What did I do with the mushed-up monstrosities that were my earlier attempts? I popped the worst messes in the blender with some mashed potato and ground it all down, then called it gnocchi dough, and froze it for later. The second tier messes, the ones that actually had some shape to them, I cooked up and kept for snacking on later.
Sunday, October 9, 2011
It's the long weekend for the Columbus Day holiday here in Maine. I pulled our spuds yesterday, not a great harvest, but adequate and better than might have been expected considering how much potato blight we had.
That left me stiff and sore this morning. The weather was due to be warm, so I wasn't much up for any more garden chores. Aimee was off to some biologists' fungus meeting in Waterville.
Haggis and I decided on a good long walk.
We drove up to the Dixmont Hills, just across the county line to the north. A good three miles or so and maybe 800 feet of ascent, just enough for a couple hours exercise in the golden-dappled woods of autumn in Maine.

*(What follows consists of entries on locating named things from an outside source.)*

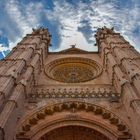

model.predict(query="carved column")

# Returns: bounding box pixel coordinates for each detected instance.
[96,28,140,140]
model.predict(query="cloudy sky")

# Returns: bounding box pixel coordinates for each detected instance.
[0,0,140,59]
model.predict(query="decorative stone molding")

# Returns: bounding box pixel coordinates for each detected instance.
[28,85,120,99]
[17,101,132,139]
[45,57,102,83]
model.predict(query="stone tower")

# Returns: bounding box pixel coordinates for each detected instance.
[0,27,140,140]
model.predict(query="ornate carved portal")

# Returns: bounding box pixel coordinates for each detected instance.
[39,126,110,140]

Haggis is funny when hiking. He's an old dog now, and likes to spare himself if he can, and the Dixmont Hills are steep in places.

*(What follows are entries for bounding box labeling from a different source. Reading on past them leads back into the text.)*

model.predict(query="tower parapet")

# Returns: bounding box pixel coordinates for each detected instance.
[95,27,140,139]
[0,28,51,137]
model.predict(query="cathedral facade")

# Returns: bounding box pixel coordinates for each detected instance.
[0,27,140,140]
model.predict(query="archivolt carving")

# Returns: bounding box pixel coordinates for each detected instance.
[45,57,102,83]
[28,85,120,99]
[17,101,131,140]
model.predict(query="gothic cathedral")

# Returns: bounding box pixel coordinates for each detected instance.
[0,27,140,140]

Probably he's thinking to himself, "if that mean old master would just take me on a good walk like this every day, I wouldn't be so old and fat and slow."
I know the general feeling. I get much the same inclination during the deep snow of early winter, when walking in Maine is damn near impossible. Any moderate walking fitness I may build up the rest of the years seems to bleed away during those two months.

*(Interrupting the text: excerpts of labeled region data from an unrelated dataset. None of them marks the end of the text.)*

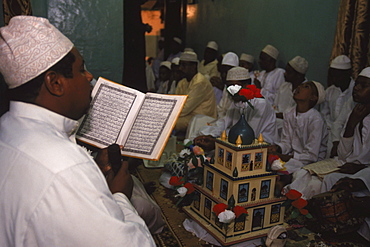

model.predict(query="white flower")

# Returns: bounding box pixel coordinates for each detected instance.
[175,187,188,197]
[218,210,235,224]
[179,148,191,158]
[271,159,285,171]
[227,85,242,96]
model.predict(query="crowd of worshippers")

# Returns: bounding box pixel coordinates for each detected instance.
[153,38,370,240]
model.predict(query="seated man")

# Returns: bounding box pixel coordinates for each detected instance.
[253,45,285,105]
[269,81,328,195]
[273,56,308,136]
[0,16,155,246]
[194,67,277,151]
[175,52,217,132]
[320,55,355,157]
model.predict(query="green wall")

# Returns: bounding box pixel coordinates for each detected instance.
[186,0,340,85]
[31,0,123,83]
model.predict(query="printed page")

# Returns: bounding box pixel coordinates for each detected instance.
[303,159,342,177]
[76,77,145,148]
[122,93,187,160]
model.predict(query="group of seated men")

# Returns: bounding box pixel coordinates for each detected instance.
[150,38,370,240]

Not that Haggis won't run along most of the day. he just takes a lot fewer side trips than he used to. If Haggis can see a trail and thinks he knows where to go, he'll run still ahead. Not too far -- just enough to let you and he both know that he's not quite past it yet, but not enough to give him more work to do.
If you're bushwhacking, he sets right in behind you and dogs you until he can see the trail again.
He gets hot, too, so any crick or wallow is a good excuse for a nice cooling dip.
I took pictures, but my cheap old camera was set to the close-up setting, so they all came out blurred. Here's one from way back, but the same season of the year.
Saturday, October 1, 2011
It's a wet weekend in Maine after a nice week of Indian summer. We're in domesticated mode.
Nothing like a cat in the lap for that.
Charlie-cat likes to cat around in the bushes on his forays and so he picks up stickers and burrs.
Then he decides he needs a little hair-do, so he jumps up on the couch and settles in my lap until I comb out all his burrs. Even when I'm done, he stays until get a dead-leg from cat-constricted circulation.
Shenzhi-cat brought in a dead vole, the killer.
Haggis, for his part, has a sore eye, and many have pannus or CSK. He went to the vet Friday. He's on cortisone drops.
The sheep are wet and soggy, but don't seem to mind.
Aimee and I have the weekend off completely for once, which is nice. I've been doing door-sealing, weatherstripping, and ductwork-insulating jobs, ready for a hard winter.
Aimee wants me to make her leek-and-barley soup later, another sign of dropping temperatures.